Rodrick’s answer came first, his voice heavy with awe. "Flesh weaving. It hasn’t been seen since... since the Solaris Civil War." He swallowed, the words trembling as though they carried a weight that threatened to crush him. "A forbidden art performed by soldiers trained to re-alter the body at will to stabilize fatal wounds. A way to keep men alive long enough to drag them to safety."
The knight nodded once, nothing more.
I blinked at him. "So... you’re telling me you’re some kind of... illegal combat medic with a flair for dramatic nudity?"
He didn’t answer. He didn’t even blink.
I almost pressed further, but the silence told me enough. He wasn’t going to explain, and honestly, maybe I didn’t want him to. Because whatever had just happened, however grotesque, however wrong, it had saved Salem. And that was enough.
For now.
But the gravity hit me then, like a stone dropped into my gut.
Salem had been slaughtered. Not bested, not challenged—slaughtered. Torn through like parchment by a man who hadn’t even cast a single spell. A King-Class mage, in the flesh, strolling through the sewers as though it were nothing more than a midnight amusement.
If something like that entered the final bracket of the tournament—if that kind of existence could even be called a competitor—then there was no hope. No plan. No rebellion. Just annihilation dressed in armor.
The thought spiraled in me, clawing and tearing. My chest tightened, my vision spun, my body shook. I couldn’t breathe. I couldn’t think. I couldn’t stop the panic that surged like a second flood, this one rising from within.
And then I heard it—
Clapping.
Soft. Cheerful. Mocking.
I whipped my head toward the sound, hand fumbling for a dagger I didn’t even have.
A figure emerged from the shadows of the wearhouse, tall and lean, his black coat lined with feathers that shimmered faintly in the dim light, pinned together with a worn down medallion. His hair, long and blonde, was tied back into a ponytail that swayed as he walked. A beard traced his jaw, neat and clean, framing a smile so infectious it felt wrong in this ruin. He clapped with genuine delight, as though applauding a play we had just staged for his amusement.

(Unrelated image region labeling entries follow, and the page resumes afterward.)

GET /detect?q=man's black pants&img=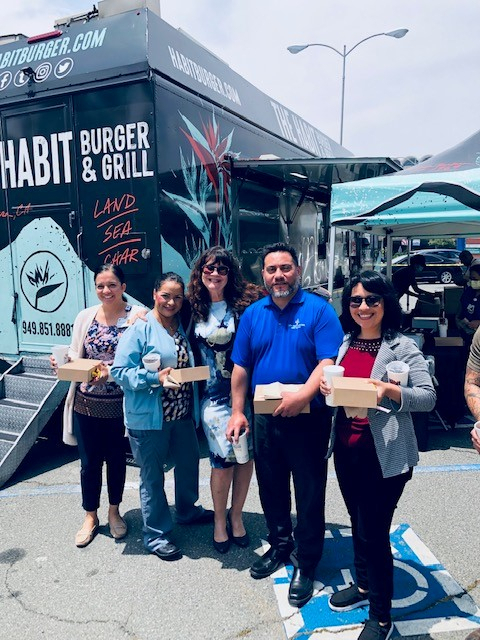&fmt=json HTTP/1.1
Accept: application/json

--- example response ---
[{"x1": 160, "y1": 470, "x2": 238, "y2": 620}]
[{"x1": 253, "y1": 407, "x2": 331, "y2": 577}]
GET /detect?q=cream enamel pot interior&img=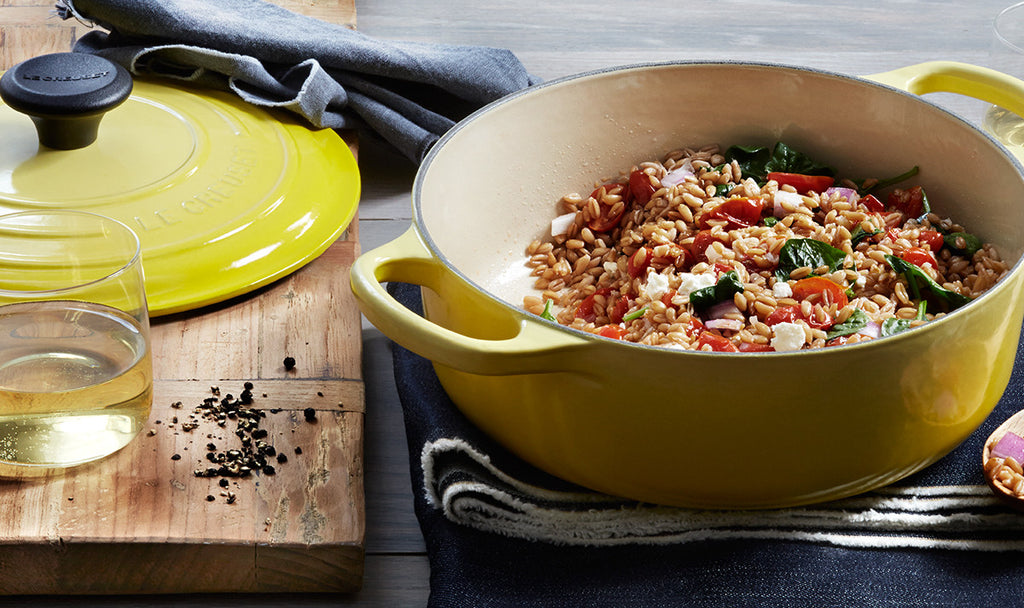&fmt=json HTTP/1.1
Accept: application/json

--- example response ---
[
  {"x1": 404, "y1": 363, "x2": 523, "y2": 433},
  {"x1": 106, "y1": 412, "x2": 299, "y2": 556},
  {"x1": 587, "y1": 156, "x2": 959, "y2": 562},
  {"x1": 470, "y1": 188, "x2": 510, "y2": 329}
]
[{"x1": 351, "y1": 62, "x2": 1024, "y2": 508}]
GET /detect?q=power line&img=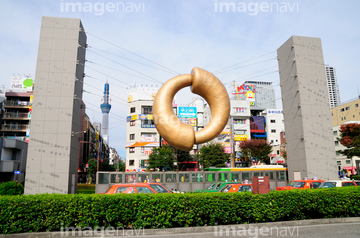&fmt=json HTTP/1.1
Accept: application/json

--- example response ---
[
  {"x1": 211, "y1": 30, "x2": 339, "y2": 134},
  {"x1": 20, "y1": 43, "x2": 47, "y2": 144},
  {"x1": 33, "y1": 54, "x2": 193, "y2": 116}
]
[
  {"x1": 86, "y1": 61, "x2": 155, "y2": 80},
  {"x1": 85, "y1": 32, "x2": 180, "y2": 75},
  {"x1": 216, "y1": 58, "x2": 276, "y2": 74},
  {"x1": 86, "y1": 51, "x2": 162, "y2": 84},
  {"x1": 213, "y1": 51, "x2": 276, "y2": 73},
  {"x1": 91, "y1": 47, "x2": 174, "y2": 74}
]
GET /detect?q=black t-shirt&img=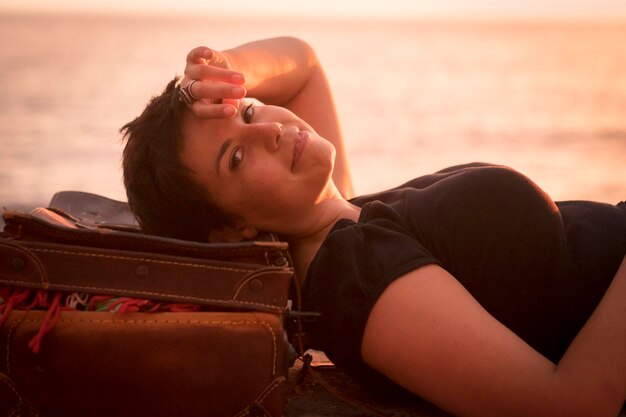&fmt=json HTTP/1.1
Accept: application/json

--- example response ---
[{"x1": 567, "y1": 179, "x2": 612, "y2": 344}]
[{"x1": 303, "y1": 164, "x2": 626, "y2": 384}]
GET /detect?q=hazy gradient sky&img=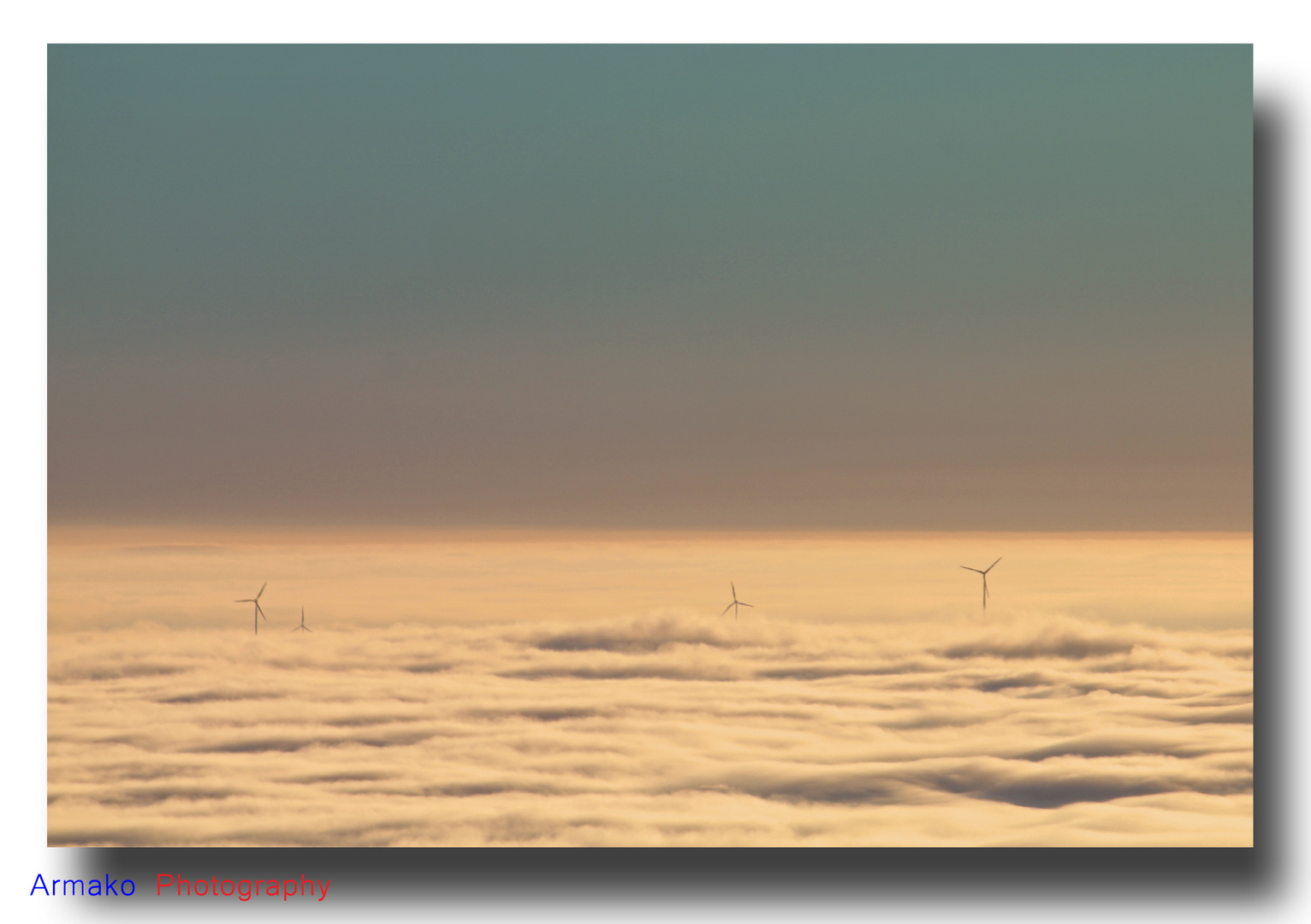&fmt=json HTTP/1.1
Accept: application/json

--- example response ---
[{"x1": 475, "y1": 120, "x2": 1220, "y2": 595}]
[{"x1": 49, "y1": 46, "x2": 1252, "y2": 530}]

"Well done," he said warmly, laughter dancing in his tone. "Truly well done. What a performance!"
I stared at him, drenched, shaking, half-dead, and completely out of patience. "Who the hell are you?"
He only laughed, waving a hand dismissively as if introductions were terribly gauche. "Don’t worry about that. Names are such small things. What matters is this—" His smile widened, his eyes finding me with unsettling focus. "You, my friend, are remarkable."
My gut sank. "Thanks, I try. Again, who are you?"
He ignored me entirely this time. His hand spread in a flourish, his coat feathers rippling. "Tell me," he said, his voice sharp with amusement, "how would you like to be sponsored?"